Separable Power of Classical and Quantum Learning Protocols Through the Lens of No-Free-Lunch Theorem
Xinbiao Wang, Yuxuan Du, Kecheng Liu, Yong Luo, Bo Du, Dacheng Tao
TL;DR
This work extends the No-Free-Lunch framework to quantum learning by categorizing learning protocols into Classical (CLC-LPs), Restricted Quantum (ReQu-LPs), and Quantum (Qu-LPs) paradigms, each with different access to quantum resources. It derives NFL-style lower bounds showing a quadratic separation in sample complexity across protocols, driven by the ability of quantum protocols to exploit inter-state relative phase information, especially for non-orthogonal training states and non-diagonal observables.
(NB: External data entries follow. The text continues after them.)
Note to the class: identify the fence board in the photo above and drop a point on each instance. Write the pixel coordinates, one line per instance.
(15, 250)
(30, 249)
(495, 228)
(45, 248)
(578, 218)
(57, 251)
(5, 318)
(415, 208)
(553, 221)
The authors provide both theoretical NFL theorems and numerical experiments (using Haar-random unitaries and hardware-efficient PQCs) that confirm phase-alignment and diagonality conditions govern the magnitude of the advantage. These results illuminate how quantum resources and phase information interplay to yield universal advantages in learning quantum dynamics, and offer practical guidance for designing phase-aware quantum learning algorithms with limited quantum access.
Abstract
The No-Free-Lunch (NFL) theorem, which quantifies problem- and data-independent generalization errors regardless of the optimization process, provides a foundational framework for comprehending diverse learning protocols' potential. Despite its significance, the establishment of the NFL theorem for quantum machine learning models remains largely unexplored, thereby overlooking broader insights into the fundamental relationship between quantum and classical learning protocols. To address this gap, we categorize a diverse array of quantum learning algorithms into three learning protocols designed for learning quantum dynamics under a specified observable and establish their NFL theorem. The exploited protocols, namely Classical Learning Protocols (CLC-LPs), Restricted Quantum Learning Protocols (ReQu-LPs), and Quantum Learning Protocols (Qu-LPs), offer varying levels of access to quantum resources. Our derived NFL theorems demonstrate quadratic reductions in sample complexity across CLC-LPs, ReQu-LPs, and Qu-LPs, contingent upon the orthogonality of quantum states and the diagonality of observables. We attribute this performance discrepancy to the unique capacity of quantum-related learning protocols to indirectly utilize information concerning the global phases of non-orthogonal quantum states, a distinctive physical feature inherent in quantum mechanics. Our findings not only deepen our understanding of quantum learning protocols' capabilities but also provide practical insights for the development of advanced quantum learning algorithms.